Jessica’s eyes danced from one winking star to the next.  “You feel alone?”

“Sometimes.”

“Me too.”

“Then I met you.”

A smile spread on her lips.  “Me too.”

“Why did you choose me?”

Her eyes snapped back to his.  “I don’t know.”

“Yeah, I’m getting that, which makes me all the more curious.”

What could she say?  That she’d chosen him to get close to his brother?
Confirming that everything was about Val, and nothing was about Leo?  Her heart was
all about
Leo, regardless of how hard she fought it, so she told him her second truth.  The truth that was slowly driving her to the brink of madness.

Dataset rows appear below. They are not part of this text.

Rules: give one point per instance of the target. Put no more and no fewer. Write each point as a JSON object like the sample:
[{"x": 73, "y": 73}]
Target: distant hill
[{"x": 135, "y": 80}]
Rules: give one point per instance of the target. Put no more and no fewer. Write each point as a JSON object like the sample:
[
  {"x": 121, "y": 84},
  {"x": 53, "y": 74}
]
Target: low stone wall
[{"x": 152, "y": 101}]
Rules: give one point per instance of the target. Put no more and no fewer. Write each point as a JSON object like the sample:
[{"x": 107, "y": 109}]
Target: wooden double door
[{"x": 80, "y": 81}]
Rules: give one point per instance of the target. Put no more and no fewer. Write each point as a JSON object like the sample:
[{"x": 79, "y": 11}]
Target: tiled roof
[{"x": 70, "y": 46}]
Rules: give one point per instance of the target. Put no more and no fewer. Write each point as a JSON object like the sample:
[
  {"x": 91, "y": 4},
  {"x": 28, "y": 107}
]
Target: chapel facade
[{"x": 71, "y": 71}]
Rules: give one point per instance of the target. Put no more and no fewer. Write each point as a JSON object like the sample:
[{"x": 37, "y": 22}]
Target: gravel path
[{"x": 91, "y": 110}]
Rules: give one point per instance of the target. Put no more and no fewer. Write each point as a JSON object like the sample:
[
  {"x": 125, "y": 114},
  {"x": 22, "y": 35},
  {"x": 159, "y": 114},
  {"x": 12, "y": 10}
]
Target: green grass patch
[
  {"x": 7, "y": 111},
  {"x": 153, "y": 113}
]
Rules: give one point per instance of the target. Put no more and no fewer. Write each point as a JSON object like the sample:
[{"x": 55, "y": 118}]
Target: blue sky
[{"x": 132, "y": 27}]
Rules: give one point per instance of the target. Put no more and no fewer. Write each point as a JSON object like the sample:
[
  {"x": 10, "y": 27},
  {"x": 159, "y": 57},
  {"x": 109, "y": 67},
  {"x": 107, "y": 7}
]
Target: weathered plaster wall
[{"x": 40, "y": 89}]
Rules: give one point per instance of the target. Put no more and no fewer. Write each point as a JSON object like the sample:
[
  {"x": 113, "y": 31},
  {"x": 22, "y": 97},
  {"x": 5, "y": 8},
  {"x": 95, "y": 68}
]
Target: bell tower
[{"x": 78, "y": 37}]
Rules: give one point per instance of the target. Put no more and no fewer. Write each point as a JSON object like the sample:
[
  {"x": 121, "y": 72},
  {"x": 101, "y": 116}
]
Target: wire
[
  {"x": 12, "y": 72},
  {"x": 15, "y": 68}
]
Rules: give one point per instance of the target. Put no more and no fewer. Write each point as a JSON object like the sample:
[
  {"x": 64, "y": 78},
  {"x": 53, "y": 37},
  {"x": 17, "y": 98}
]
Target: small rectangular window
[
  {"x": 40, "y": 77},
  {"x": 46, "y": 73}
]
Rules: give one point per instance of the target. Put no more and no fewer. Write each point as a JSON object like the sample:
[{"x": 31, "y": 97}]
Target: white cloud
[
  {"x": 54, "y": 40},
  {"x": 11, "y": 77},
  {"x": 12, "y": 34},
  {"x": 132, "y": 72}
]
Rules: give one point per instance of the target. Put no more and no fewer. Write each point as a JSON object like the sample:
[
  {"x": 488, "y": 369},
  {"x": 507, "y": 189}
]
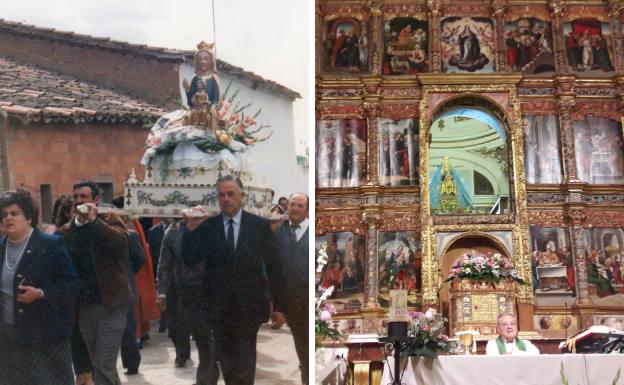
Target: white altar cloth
[{"x": 580, "y": 369}]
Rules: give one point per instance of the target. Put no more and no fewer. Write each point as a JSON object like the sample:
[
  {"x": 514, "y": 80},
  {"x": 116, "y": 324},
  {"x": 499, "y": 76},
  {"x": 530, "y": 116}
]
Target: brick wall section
[
  {"x": 147, "y": 78},
  {"x": 59, "y": 155}
]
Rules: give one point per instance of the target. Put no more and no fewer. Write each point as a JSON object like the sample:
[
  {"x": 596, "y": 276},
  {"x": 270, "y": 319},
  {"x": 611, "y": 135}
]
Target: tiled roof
[
  {"x": 125, "y": 47},
  {"x": 34, "y": 94}
]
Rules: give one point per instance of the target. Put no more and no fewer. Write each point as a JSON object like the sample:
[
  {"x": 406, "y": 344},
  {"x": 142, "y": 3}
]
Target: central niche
[{"x": 468, "y": 163}]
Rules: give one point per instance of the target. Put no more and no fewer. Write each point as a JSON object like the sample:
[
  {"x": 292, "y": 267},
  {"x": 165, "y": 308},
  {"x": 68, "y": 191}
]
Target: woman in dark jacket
[{"x": 37, "y": 281}]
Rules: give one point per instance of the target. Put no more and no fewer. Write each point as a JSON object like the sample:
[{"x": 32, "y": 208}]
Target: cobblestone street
[{"x": 276, "y": 364}]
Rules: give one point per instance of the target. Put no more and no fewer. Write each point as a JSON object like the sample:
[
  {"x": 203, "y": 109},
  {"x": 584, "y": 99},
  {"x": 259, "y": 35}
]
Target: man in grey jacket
[{"x": 187, "y": 283}]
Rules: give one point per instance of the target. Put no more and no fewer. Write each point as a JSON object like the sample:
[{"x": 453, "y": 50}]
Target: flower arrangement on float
[
  {"x": 491, "y": 268},
  {"x": 323, "y": 312},
  {"x": 236, "y": 130},
  {"x": 426, "y": 332}
]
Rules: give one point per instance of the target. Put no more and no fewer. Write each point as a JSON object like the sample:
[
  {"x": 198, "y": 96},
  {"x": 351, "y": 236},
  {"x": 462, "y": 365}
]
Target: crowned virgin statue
[
  {"x": 447, "y": 190},
  {"x": 210, "y": 134}
]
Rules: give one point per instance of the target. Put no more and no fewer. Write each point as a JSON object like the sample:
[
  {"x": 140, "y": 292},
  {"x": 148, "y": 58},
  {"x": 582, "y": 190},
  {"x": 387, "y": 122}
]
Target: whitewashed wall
[{"x": 275, "y": 160}]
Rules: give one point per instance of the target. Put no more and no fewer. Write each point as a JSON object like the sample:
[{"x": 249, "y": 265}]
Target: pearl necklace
[{"x": 13, "y": 266}]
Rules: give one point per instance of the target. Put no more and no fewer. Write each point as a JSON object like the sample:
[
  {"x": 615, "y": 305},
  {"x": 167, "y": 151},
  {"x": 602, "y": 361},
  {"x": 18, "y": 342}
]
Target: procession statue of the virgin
[{"x": 214, "y": 132}]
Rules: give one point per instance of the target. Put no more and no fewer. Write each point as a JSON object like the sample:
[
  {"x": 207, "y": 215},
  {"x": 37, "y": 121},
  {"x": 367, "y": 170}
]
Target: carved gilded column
[
  {"x": 616, "y": 8},
  {"x": 434, "y": 31},
  {"x": 498, "y": 7},
  {"x": 372, "y": 219},
  {"x": 318, "y": 34},
  {"x": 566, "y": 94},
  {"x": 557, "y": 8},
  {"x": 576, "y": 215},
  {"x": 376, "y": 42},
  {"x": 372, "y": 110}
]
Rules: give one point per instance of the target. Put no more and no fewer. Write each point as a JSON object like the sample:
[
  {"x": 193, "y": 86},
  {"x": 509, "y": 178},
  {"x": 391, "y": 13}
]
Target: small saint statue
[{"x": 203, "y": 93}]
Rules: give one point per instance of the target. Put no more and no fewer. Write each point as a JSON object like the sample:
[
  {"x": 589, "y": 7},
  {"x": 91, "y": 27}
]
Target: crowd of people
[{"x": 78, "y": 292}]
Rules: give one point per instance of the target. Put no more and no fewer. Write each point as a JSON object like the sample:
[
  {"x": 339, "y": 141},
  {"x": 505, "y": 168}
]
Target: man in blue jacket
[{"x": 292, "y": 240}]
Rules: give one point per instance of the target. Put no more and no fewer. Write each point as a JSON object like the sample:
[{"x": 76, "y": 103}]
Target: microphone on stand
[{"x": 565, "y": 304}]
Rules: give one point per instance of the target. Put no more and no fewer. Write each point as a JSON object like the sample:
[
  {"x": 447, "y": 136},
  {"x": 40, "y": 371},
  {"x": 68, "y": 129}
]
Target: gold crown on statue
[{"x": 203, "y": 46}]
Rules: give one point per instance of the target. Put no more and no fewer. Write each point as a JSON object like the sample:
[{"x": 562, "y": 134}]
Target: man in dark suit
[
  {"x": 292, "y": 240},
  {"x": 236, "y": 247}
]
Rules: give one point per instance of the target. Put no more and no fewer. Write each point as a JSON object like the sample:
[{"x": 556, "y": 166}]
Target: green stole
[{"x": 500, "y": 343}]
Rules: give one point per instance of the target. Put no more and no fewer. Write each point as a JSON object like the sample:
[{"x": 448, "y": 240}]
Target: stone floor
[{"x": 277, "y": 362}]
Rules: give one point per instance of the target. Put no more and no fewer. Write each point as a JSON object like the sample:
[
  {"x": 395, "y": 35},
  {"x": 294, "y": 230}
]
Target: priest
[{"x": 508, "y": 343}]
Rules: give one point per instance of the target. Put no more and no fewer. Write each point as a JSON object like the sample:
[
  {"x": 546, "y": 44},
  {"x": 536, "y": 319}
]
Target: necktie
[
  {"x": 293, "y": 231},
  {"x": 230, "y": 237}
]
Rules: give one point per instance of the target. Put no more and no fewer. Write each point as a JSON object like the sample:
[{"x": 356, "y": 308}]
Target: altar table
[{"x": 580, "y": 369}]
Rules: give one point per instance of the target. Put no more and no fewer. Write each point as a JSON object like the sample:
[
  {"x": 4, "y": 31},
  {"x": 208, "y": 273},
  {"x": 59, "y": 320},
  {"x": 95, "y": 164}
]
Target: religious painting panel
[
  {"x": 542, "y": 160},
  {"x": 589, "y": 46},
  {"x": 406, "y": 46},
  {"x": 468, "y": 163},
  {"x": 599, "y": 150},
  {"x": 556, "y": 325},
  {"x": 398, "y": 152},
  {"x": 552, "y": 266},
  {"x": 468, "y": 44},
  {"x": 529, "y": 46},
  {"x": 346, "y": 45},
  {"x": 340, "y": 153},
  {"x": 604, "y": 247},
  {"x": 344, "y": 269},
  {"x": 399, "y": 265},
  {"x": 615, "y": 321}
]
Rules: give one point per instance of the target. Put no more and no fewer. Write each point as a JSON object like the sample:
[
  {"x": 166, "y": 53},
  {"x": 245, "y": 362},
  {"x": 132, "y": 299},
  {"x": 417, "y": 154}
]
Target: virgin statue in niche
[{"x": 447, "y": 190}]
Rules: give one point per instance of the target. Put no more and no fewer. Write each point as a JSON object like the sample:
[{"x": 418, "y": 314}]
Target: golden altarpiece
[{"x": 453, "y": 127}]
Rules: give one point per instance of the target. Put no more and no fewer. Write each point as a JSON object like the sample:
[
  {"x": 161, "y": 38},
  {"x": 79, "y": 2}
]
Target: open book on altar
[
  {"x": 362, "y": 338},
  {"x": 596, "y": 339}
]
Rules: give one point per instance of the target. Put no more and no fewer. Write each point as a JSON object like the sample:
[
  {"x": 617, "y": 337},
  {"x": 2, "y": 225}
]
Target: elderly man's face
[
  {"x": 297, "y": 208},
  {"x": 230, "y": 198},
  {"x": 507, "y": 327}
]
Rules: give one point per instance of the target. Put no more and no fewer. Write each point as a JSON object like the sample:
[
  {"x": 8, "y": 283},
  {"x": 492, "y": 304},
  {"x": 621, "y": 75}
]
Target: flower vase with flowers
[
  {"x": 426, "y": 332},
  {"x": 491, "y": 268},
  {"x": 323, "y": 313}
]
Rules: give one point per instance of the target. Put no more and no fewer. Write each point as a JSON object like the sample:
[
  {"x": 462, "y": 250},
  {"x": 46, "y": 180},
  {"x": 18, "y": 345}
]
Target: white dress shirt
[
  {"x": 491, "y": 349},
  {"x": 236, "y": 224},
  {"x": 303, "y": 227}
]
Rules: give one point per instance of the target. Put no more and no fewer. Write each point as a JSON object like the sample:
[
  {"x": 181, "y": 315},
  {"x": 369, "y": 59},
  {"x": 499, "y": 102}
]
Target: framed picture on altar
[
  {"x": 552, "y": 265},
  {"x": 603, "y": 259},
  {"x": 589, "y": 46},
  {"x": 346, "y": 46},
  {"x": 542, "y": 159},
  {"x": 406, "y": 46},
  {"x": 398, "y": 152},
  {"x": 344, "y": 269},
  {"x": 399, "y": 265},
  {"x": 340, "y": 153},
  {"x": 468, "y": 44},
  {"x": 599, "y": 150},
  {"x": 529, "y": 46},
  {"x": 556, "y": 324}
]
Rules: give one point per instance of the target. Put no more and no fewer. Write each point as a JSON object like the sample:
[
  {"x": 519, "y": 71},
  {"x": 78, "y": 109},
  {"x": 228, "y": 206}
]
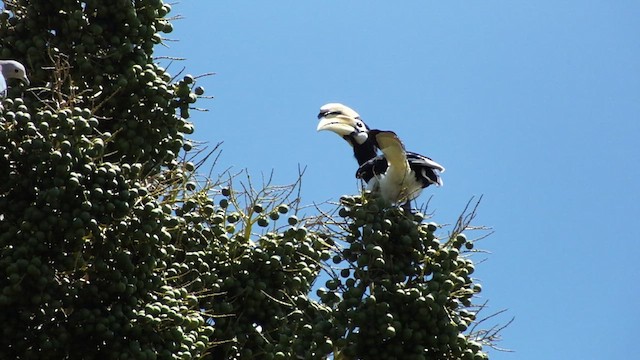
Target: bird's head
[
  {"x": 12, "y": 69},
  {"x": 343, "y": 121}
]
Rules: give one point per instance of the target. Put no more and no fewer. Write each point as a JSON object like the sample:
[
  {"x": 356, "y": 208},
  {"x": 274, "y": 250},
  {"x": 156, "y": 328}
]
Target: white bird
[
  {"x": 11, "y": 69},
  {"x": 399, "y": 175}
]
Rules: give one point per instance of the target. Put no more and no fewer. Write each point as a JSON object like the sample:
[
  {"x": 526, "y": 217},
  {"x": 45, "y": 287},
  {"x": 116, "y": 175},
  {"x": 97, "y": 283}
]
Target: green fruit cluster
[
  {"x": 405, "y": 294},
  {"x": 251, "y": 288},
  {"x": 86, "y": 153}
]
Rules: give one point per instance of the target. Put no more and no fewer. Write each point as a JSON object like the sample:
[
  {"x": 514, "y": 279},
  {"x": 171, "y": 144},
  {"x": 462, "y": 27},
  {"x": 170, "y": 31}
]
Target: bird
[
  {"x": 398, "y": 175},
  {"x": 11, "y": 69}
]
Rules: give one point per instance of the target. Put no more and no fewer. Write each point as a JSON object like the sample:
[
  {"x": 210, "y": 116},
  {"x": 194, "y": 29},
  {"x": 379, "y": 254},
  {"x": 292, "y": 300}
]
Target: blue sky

She struggled to speak, and when she finally managed, every word was hoarse, broken, fighting to stay inside, hidden away in the parts of her that were growing darker by the second.  “Leo, I chose you because you’re open.  You’re caring.  You’re hilarious, and sharp as hell.  You never cease to surprise me when you sideswipe me with some insane comeback or anecdote.”  She cradled her chin in her hand and reached out, running it along the dip in his V-neck sweater.  “You make me feel really safe.  Like nothing bad could ever happen as long as you’re close enough.”  With every word that spilled out of her mouth, she wished she could take them all back, because she meant them all way too much.  Her finger trailed down to his forearm, pushing up his sweater so she could tap her finger against the flame on his wrist.  “What’s this one for?”

He chuckled.  “My eighteenth birthday.  An hour after midnight.  I was desperate for my second tat.  Any tat.  A flame was the fastest and most logical choice.”

She moved up, pushing the sweater to his elbow, hearing him inhale as she swept her fingers along the Buddha on his forearm.

“This one?”

His eyes searched hers.  “Look closer.”

She leaned in, noticing that the tattoo was comprised of detailed calligraphy in the
shape
of a Buddha.

“Every morning we are born again,” she read, brushing her finger across each word.  “And what we do today is what matters most.”

His eyes never left her as she read the passage.

She pulled her hand away from his arm the moment she finished and pushed away when her lungs threatened to close up, taken by the emotion.  She turned back to the water, hiding her eyes.

He sat up when she retreated.  “Where you going?” he demanded, taking her arm and tugging her back.

She plopped down on her back next to him, bouncing on the cushion.

He sat up and cradled his arm on either side of her body, trapping her under him.

“I’m not going anywhere,” she answered, eyes falling to his lips.  The truth was, that quote had hit too close to home. When he found out the truth about her, what she did
today
would not be what mattered most to him.  What she’d done
yesterday
would define her in his mind for life.  He would file her into a place that he only visited with anger and hatred in his heart.

He moved on top of her, and she breathed deep under his glorious weight.  It had been a long time since a man had laid every inch of his body on her.  Leo already knew how to make her heart stop with one hit of his intense eyes, so feeling him on top of her, limbs searing together, she was sure she might stop breathing and never inhale again.  She might die right there underneath him.